Veterans wearing ball caps and jackets bearing words such as Vietnam Veterans, World War II, Navy, Army, Marines, Air Force and were among the crowds lining Mercer Street or joining in the parade. Vietnam veteran Tommy Ellison of Green Valley served in the Navy in 1968 and 1969.
“I got choppered out when my dad died and went back in ‘69,” he recalled. “I was in the Navy on a destroyer providing gunfire support.”
Veterans watching Monday’s parade were grateful to see the public support for veterans that it demonstrated.
“I think it’s really great,” Ellison said. “Really, the reception we came back to, we didn’t come back to an appreciative country, but I know that’s turned around. It really has. The country is behind the military. Vietnam was very divisive. We may have a divided country now, but we all support the military.”
Down the street, Navy veteran Benjamin D. Lovell of Stovall Ridge remembered his job as a torpedo man chief.

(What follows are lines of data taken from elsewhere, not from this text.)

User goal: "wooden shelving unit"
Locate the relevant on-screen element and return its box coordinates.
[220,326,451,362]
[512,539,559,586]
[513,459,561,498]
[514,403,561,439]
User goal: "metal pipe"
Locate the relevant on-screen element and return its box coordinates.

Though retired, he knew that he could still perform a chief’s duties.
“I could still make them ready,” Lovell said. The parade was a good moment for him, too.
“It’s great. I’m proud to see it and I’m proud to see them do something for veterans here in Princeton,” he stated.
Vietnam veteran Charles Boyd of Green Valley served between 1966 and 67. He watched as marching bands went down the street.
“Words really can’t describe it,” Boyd said of his feelings. “It’s a great honor for us and for our families, too, and friends, and those wounded and died in action.”
“Oh, it’s awesome,” Navy veteran Scott Butcher of Bluefield added. “It makes you proud of the country and the vets.”
Local veterans participated in the parade, too. Reese Moore of the U.S. Air Force was the 2019 Grand Marshal. Many of the veterans in the parade rode on floats and in classic cars, but World War II veteran Jake Hatcher of Princeton, now 102, put on his Uncle Sam outfit and walked the parade route while handing out candy to children. Many of the kids and more than a few adults asked to be photographed with him.
“I may have to quit this one of these days,” Hatcher said with a smile.
One veteran was especially enjoying the vintage cars as well as the honor shown to veterans.
“Can I borrow that tonight?” Navy and Vietnam veteran Mike Taylor called to a passing driver in a sleek 1920s car.